I was in the office building on a weekday morning hurrying towards the coffee lounge and feeling both lethargic and unmotivated when I ran into an old friend, Donald, whom I hadn’t spoken to in awhile. We’re in different departments.

Years back, while cycling to work, I’d often greet him on the road as he rode his e-bike to work. We biked to work in any condition: rain, sleet, and snow, it didn’t matter. I guess we were kindred spirits, the only two who did this regularly, with a story we shared and yet no one around us would ever understand. You get to know the other cyclists fast when there’s only a few of you in the area.

“You still riding the e-bike in?” I asked him.

“No. Not since they added the security gates,” he said. And neither have I. The gates occlude all of the easiest bike paths, leaving only a dangerous and high-traffic street as access to the building.

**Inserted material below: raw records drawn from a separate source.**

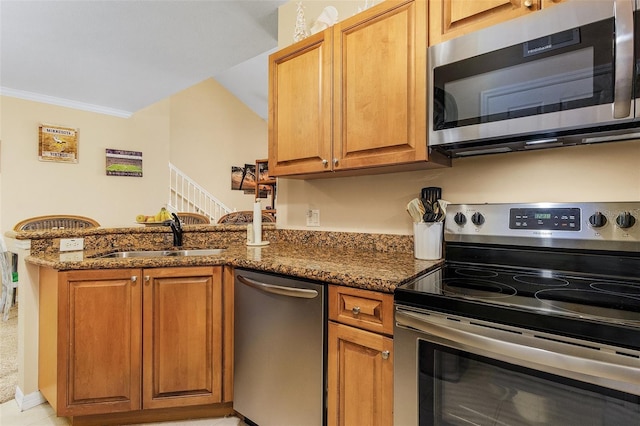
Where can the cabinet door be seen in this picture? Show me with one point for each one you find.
(182, 317)
(453, 18)
(360, 377)
(380, 86)
(300, 107)
(99, 338)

“I hate cycling on Campus Parkway,” I said. There are some drivers who would nonchalantly hit a cyclist if no one was around to see it.

“Yeah,” he said. “And my bike kept getting caught in the turnstile.” I hadn’t thought about that, as I hadn’t actually tried to carry my bike through. The irony is there’s actually a bike rack inside the security gates, but it’s now impossible to get a bike to it!

“I miss those days, cycling in. The world slows down for you.”

“And you feel like you can do anything. People say it’s impossible, but you do it anyways.”

“You bike to work when it’s sleeting and your hands are numb, and you’re thinking what the hell is wrong with me. But you also know that you can struggle and win.”

I miss those days, seeing Donald on the road as dawn winks at the horizon and slowly eviscerates the darkness. However, the only constant is change, and that chapter has closed. I realize that I’ll probably never see Donald on the road again and feel melancholy.

An e-mail circulates about a company “green initiative,” and the “need to recycle!” I think about Donald, unable to carry his e-bike through the security gate’s turnstiles, and I think about how everyone looked at us as lunatics when we parked our bikes in the morning.